Listing 2, available in the download, shows the sample source file.
Listing 2. Sample LE-enabled Assembler routine
DBGMAIN CEEENTRY PPA=MAINPPA,AUTO=WORKSIZE,MAIN=YES
USING WORKAREA,R13
*
LA R2,STRT_MSG
LA R3,DEST
LA R4,FBCODE
STM R2,R4,PLIST
LA R1,PLIST
L R15,MOUT
BALR R14,R15
*
PACK PCKA,ZNA
PACK PCKB,ZNB
PACK PCKC,ZNC
ZAP PCKSUM,PCKA
AP PCKSUM,PCKB
AP PCKSUM,PCKC
MVC OUTSUM,SUMMSK
ED OUTSUM,PCKSUM
MVC SUMMSG+1(8),OUTSUM
MVC LINE_ST,SUMMSG
*
LA R2,LINE_MSG
LA R3,DEST
LA R4,FBCODE
STM R2,R4,PLIST
LA R1,PLIST
L R15,MOUT
BALR R14,R15
*
LA R2,DONE_MSG
LA R3,DEST
LA R4,FBCODE
STM R2,R4,PLIST
LA R1,PLIST
L R15,MOUT
BALR R14,R15
*
CEETERM RC=0
* ==============================================================
* Constants and Variables
* ==============================================================
ZLEN EQU 5
PLEN EQU ZLEN/2+1
*
SUMMSG DC C'(xxxxxxxx) -- The sum '
SUMMSK DC X'4020202020202120'
ZNA DC ZL5'100'
ZNB DC ZL5'150'
ZNC DC ZL5'50'
*
PCKA DS PL(PLEN)
PCKB DS PL(PLEN)
PCKC DS PL(PLEN)
PCKSUM DS PL(PLEN+1)
OUTSUM DS CL(L'SUMMSK)
*
MOUT DC V(CEEMOUT) The CEL Message service
*
LINE_MSG DS 0F
DC AL2(LINE_END-LINE_ST)
LINE_ST DS CL25
LINE_END EQU *
*
STRT_MSG DS 0F
DC AL2(STRT_END-STRT_ST)
STRT_ST DC C'Starting the program.'
STRT_END EQU *
*
DONE_MSG DS 0F
DC AL2(DONE_END-DONE_ST)
DONE_ST DC C'Terminating the program.'
DONE_END EQU *
*
DEST DC F'2' The destination is the MSGFILE
*
MAINPPA CEEPPA
* ===================================================================
* The Workarea and DSA
* ===================================================================
WORKAREA DSECT
ORG *+CEEDSASZ
PLIST DS 0D
PARM1 DS A
PARM2 DS A
PARM3 DS A
PARM4 DS A
PARM5 DS A
*
FBCODE DS 3F
*
DS 0D
WORKSIZE EQU *-WORKAREA
CEEDSA Mapping of the Dynamic Save Area
CEECAA Mapping of the Common Anchor Area
*
R0 EQU 0
R1 EQU 1
R2 EQU 2
R3 EQU 3
R4 EQU 4
R5 EQU 5
R6 EQU 6
R7 EQU 7
R8 EQU 8
R9 EQU 9
R10 EQU 10
R11 EQU 11
R12 EQU 12
R13 EQU 13
R14 EQU 14
R15 EQU 15
END DBGMAIN Nominate DBGMAIN as the entry point
|
To build the application:
- Ensure all of the datasets you specified in the properties are allocated. These datasets are referenced in JCL that is generated for the build.

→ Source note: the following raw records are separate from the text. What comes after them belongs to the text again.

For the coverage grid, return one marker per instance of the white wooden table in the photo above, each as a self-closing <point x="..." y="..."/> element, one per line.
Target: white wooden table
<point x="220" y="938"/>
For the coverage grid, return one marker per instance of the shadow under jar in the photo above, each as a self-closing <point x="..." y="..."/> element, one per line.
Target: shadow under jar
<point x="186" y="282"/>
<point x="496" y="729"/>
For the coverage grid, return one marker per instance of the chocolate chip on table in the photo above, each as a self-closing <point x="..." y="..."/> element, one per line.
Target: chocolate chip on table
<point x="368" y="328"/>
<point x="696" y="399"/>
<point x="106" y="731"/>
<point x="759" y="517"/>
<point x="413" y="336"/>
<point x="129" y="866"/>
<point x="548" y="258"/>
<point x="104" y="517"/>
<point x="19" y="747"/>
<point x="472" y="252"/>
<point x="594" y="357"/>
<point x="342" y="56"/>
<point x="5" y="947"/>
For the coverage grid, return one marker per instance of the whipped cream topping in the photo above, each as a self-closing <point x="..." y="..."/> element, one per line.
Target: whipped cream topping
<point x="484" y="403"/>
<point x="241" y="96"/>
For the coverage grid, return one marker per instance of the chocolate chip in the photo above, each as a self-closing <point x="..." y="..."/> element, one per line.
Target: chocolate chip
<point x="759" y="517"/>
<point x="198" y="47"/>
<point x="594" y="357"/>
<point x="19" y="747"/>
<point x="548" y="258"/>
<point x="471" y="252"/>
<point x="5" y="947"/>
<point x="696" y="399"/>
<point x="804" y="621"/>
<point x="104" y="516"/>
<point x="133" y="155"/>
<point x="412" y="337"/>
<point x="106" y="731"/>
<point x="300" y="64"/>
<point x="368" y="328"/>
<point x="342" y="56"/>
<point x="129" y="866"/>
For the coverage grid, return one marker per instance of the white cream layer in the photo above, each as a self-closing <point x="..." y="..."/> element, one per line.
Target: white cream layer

- Highlight the subproject name (HLASMDebug in the example), right-click, and then select the Rebuild Subproject action.
- Check the JES output in the Remote Systems view to verify that the application built correctly. Double-click on the job to open the JES output in the editor.
- Fix any errors you find in the JES output or in the Listing file.
If the application builds correctly, you see the dataset member of the load module in the project. In the example on the next page, the load module is
ENGLAND.EXEC.LOAD(DBGMAIN).
Important: The file extension (.exe) is artificially added by the Developer for z user interface, and is not truly part of the name.
Figure 5.Project after successful build
Run the application in Debug Mode
To run the application:
- In the sub-project, place focus on the executable load module, in our example,
ENGLAND.EXEC.LOAD(DBGMAIN).exe. - Right-click the module and then select the Debug Application action.
- The perspective switches to Debug Perspective. If prompted to accept the switch to the Debug Perspective, click Yes to accept the switch.
Finally, you enable the use of the symbolic information within your HLASM applications by running the LoadDebugData (ldd) command to use the generated Debug Tool metadata.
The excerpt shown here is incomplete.